Though there are many training methods used, I prefer those employing “positive reinforcement”. With positive reinforcement, you reward the dog for doing something right. This increases the likelihood of his doing it again. As much as possible, you simply ignore behavior that is undesirable.
Remember that your dog does not understand English until you teach him. They can learn to understand single words or short phrases, but they must be taught what it is that you expect from them.
Punishing a dog for doing something undesirable rarely has the effect you want. In fact, the dog rarely understands just what he is being punished for, and it can often lead to aggression.
A good example to use here is housebreaking. If you come home to find the dog has soiled the living room carpet and you punish him, he learns that your coming home equals punishment. He won’t understand that it is because he went to the bathroom in the house.
If you catch him in the act and yell at him, he will probably think you mean the living room isn’t a good place to relieve himself. Next time he’ll try the kitchen instead. On the other hand, if you reward him for going to the bathroom outside, he understands immediately that he did a good thing. It got good results (praise, a treat, a pat on the head), so he is very likely to do it again.
Positive reinforcement techniques work very quickly. As I said earlier, dogs love to please. They will try very hard to do that which pleases you, and even harder if that pleasure results in a cookie or a walk for them!
Negative reinforcement training methods, or punishment-based training have a number of drawbacks. While they may work for teaching a dog what not to do, it is very difficult to use punishment or force to teach him to do something. And using force on an aggressive dog can lead to bites and more aggression.
A submissive dog may be so intimidated by the method that she just gives up, “submits” or tries every trick in the book to distract you from your goal.
One very popular positive training technique is called “clicker training”. It was developed by Karen Pryor, a dolphin trainer, and uses the theory of “operant conditioning”.
There are currently many books and videotapes available on the subject. Some local dog trainers use this method in their classes.

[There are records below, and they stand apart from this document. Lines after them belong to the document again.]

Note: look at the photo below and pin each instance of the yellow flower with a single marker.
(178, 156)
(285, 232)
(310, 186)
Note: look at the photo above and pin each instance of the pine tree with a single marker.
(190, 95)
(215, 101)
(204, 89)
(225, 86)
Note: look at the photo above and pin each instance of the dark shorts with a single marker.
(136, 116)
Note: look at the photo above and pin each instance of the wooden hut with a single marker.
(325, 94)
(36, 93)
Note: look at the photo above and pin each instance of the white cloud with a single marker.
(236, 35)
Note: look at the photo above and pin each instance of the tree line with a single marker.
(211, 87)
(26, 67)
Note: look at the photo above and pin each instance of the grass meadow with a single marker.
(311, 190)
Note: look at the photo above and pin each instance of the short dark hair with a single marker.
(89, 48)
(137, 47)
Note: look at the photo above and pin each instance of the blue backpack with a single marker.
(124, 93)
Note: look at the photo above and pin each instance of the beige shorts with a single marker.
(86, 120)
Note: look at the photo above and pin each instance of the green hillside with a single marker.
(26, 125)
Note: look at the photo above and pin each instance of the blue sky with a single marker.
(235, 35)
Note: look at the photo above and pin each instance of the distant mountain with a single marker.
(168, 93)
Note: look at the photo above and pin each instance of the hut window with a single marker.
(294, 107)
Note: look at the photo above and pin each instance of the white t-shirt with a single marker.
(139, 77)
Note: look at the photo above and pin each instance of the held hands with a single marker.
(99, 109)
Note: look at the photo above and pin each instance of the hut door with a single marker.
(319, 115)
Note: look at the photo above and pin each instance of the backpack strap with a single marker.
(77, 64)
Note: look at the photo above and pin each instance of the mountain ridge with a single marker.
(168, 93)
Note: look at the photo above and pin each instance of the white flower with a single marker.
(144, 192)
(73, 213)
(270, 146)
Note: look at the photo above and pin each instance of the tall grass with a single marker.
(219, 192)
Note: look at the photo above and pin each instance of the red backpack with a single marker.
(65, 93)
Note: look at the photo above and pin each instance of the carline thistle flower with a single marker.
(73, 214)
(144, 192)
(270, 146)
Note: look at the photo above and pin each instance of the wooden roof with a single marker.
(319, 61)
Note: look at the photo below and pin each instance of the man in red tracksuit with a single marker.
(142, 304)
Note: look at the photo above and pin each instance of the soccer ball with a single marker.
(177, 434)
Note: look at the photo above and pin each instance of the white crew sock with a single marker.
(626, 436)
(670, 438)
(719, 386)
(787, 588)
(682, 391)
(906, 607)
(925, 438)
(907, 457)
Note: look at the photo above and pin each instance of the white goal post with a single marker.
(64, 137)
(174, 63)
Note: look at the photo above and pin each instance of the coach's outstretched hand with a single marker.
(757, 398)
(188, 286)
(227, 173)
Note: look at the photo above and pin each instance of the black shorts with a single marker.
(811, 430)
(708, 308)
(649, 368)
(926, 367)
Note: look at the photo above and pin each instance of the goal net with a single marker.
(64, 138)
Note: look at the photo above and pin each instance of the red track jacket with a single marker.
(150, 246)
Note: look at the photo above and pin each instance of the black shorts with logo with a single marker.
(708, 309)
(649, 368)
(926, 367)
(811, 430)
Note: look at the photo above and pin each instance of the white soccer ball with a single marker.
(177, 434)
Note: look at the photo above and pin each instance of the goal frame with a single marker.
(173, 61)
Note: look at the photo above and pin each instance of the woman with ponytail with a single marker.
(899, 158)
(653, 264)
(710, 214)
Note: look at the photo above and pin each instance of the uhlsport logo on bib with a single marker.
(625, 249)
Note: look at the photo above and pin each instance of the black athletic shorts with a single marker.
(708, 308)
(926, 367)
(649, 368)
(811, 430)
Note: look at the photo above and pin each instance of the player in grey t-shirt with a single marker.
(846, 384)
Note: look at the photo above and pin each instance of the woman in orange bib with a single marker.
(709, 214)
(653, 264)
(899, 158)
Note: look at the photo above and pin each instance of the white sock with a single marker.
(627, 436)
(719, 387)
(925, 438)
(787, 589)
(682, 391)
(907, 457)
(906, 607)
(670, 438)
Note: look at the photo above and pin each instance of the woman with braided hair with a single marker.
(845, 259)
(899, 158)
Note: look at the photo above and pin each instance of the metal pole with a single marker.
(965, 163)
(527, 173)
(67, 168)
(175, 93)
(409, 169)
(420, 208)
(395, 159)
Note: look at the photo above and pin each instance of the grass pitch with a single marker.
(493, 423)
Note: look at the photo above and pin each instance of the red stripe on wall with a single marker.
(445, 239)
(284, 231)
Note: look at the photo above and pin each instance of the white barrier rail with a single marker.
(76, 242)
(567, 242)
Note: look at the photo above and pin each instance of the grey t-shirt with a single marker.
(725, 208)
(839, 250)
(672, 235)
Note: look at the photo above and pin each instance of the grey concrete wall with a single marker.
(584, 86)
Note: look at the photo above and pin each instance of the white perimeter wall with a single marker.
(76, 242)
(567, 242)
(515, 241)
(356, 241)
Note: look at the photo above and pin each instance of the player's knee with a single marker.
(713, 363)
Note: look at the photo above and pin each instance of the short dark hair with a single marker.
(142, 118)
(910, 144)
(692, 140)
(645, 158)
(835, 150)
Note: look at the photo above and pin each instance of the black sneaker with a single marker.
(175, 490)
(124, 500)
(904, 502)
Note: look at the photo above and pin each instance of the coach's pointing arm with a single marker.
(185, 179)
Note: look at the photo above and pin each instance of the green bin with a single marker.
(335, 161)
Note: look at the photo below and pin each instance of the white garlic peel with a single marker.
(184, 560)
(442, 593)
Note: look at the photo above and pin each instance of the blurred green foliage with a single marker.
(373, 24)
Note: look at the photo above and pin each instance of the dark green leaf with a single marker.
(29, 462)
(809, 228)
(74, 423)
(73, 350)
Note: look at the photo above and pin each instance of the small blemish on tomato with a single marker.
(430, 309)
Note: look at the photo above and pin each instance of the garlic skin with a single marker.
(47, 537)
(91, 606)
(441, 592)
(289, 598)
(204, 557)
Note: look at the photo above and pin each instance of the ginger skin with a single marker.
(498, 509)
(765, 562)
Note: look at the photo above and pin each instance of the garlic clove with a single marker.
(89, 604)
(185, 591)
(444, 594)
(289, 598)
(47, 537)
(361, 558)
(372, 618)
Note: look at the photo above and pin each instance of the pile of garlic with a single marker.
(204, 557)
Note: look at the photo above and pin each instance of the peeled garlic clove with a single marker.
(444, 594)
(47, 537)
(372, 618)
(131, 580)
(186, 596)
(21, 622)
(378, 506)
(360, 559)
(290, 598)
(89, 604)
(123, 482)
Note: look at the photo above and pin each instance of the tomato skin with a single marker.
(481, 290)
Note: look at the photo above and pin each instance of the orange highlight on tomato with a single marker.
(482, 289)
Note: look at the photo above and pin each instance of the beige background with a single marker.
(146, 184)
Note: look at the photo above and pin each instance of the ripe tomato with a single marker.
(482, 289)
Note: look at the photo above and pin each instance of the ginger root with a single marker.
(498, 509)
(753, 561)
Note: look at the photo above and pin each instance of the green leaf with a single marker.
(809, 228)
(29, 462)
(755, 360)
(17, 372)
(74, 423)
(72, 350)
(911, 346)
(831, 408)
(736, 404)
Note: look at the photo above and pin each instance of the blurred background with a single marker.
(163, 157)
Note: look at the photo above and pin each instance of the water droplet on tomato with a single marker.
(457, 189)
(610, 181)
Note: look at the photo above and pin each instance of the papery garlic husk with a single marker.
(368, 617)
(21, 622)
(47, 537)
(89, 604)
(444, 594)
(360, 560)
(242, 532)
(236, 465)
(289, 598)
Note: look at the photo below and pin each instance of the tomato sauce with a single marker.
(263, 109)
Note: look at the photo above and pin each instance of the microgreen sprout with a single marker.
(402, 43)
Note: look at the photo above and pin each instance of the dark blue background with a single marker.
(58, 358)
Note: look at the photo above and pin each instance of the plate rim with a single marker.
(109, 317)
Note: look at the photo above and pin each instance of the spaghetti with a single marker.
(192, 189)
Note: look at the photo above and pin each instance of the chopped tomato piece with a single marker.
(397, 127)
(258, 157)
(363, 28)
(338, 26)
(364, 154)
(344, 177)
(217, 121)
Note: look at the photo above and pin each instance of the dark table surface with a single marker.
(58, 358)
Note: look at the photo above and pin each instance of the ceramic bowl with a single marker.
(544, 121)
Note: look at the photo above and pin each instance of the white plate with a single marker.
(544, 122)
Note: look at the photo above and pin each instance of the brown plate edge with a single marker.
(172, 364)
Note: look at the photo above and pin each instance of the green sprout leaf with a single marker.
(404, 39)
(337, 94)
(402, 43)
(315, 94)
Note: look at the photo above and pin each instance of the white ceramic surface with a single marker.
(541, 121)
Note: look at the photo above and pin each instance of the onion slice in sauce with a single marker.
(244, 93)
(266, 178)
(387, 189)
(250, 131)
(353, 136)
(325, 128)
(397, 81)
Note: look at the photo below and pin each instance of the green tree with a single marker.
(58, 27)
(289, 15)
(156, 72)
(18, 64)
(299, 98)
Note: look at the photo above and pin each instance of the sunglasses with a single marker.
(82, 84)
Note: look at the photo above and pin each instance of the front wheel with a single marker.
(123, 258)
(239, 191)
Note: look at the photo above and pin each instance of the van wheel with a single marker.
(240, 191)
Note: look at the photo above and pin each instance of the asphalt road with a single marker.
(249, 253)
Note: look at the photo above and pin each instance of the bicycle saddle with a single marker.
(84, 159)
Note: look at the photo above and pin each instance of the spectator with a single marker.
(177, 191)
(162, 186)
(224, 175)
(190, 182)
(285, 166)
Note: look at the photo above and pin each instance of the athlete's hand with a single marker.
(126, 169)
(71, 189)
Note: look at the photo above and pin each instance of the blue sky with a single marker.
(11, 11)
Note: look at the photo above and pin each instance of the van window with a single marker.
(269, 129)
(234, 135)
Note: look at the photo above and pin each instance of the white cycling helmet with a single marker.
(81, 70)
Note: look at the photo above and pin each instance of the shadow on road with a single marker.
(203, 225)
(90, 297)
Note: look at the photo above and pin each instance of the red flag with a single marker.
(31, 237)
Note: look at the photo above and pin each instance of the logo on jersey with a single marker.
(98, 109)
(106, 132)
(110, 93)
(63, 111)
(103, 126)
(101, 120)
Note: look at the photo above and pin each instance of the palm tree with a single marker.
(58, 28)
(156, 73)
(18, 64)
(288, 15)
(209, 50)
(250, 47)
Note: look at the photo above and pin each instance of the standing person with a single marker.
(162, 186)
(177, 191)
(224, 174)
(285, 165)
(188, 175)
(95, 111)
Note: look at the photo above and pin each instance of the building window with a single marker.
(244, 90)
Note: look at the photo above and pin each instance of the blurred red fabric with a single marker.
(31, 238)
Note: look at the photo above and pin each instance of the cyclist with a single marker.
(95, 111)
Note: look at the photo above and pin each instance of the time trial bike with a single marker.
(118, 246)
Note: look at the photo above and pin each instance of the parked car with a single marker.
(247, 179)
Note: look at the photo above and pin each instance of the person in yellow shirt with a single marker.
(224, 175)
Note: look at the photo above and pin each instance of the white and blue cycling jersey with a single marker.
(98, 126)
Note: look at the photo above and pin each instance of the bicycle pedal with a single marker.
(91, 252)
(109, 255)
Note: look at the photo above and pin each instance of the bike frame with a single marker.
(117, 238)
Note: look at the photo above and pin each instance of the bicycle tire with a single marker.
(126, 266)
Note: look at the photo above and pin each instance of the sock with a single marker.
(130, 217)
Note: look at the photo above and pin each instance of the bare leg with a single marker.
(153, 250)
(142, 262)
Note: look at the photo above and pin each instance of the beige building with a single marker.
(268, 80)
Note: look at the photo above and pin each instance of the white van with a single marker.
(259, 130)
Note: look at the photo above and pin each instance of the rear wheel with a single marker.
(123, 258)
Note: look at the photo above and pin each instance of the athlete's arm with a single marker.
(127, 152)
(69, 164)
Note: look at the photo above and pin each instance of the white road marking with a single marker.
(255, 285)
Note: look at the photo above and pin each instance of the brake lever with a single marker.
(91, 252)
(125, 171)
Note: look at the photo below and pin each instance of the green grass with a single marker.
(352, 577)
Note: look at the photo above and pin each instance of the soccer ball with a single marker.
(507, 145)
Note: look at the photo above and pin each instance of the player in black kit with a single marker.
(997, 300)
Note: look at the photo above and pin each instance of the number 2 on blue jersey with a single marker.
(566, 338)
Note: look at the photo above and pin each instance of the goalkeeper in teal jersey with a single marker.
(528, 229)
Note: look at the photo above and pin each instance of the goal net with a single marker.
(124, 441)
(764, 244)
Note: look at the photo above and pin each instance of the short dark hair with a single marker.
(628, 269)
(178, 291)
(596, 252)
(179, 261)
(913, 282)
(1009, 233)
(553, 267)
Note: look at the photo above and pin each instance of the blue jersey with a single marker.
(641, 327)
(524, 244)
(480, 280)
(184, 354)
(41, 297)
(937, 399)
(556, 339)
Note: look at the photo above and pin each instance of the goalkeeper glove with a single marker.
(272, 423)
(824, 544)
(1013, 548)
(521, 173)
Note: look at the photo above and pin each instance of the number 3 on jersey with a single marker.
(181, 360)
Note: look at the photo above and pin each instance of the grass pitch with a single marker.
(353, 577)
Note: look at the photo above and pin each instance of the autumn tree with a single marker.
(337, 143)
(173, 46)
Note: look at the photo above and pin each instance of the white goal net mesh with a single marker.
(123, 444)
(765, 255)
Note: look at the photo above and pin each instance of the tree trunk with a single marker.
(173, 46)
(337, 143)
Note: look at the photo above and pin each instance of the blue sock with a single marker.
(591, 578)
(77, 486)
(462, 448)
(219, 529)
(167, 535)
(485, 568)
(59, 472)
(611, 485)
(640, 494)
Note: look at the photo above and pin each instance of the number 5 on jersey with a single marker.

Home Schooling or Professional Classes?
While an obedience class is not necessary, it gives you the opportunity to socialize your dog at the same time. This is especially important when the dog is still a puppy. Socialization is every bit as important as training if you intend for your dog to ever come in contact with other humans or animals.
Training in a class environment also provides the necessary distractions to “proof” the behavior; that is to be sure your dog will provide the desired behavior in all situations. If you only ask your dog to sit when you are at the kitchen table for example, he may not understand that the word means the same thing when you are outside.
If your dog has just discovered a squirrel or the neighbor’s cat, you need to know that he will obey your command to sit or “leave it” as easily as if you two were alone in the house.
Goals of Training
Your dog doesn’t have to be a Lassie or Rin Tin Tin, nor does she need to perform tricks for company or get you a beer from the refrigerator (not that it wouldn’t be nice if she could!). She should though, know enough to keep her safe from harm. To protect others she should be trained well enough so as to be under your control at all times. And he should be well enough behaved so as not to be a nuisance to those who may not be as accepting of doggie antics as you are.
Time spent training is time well spent. With positive training techniques you build a bond based on mutual trust. And you may be amazed at how well you and your dog will learn to communicate.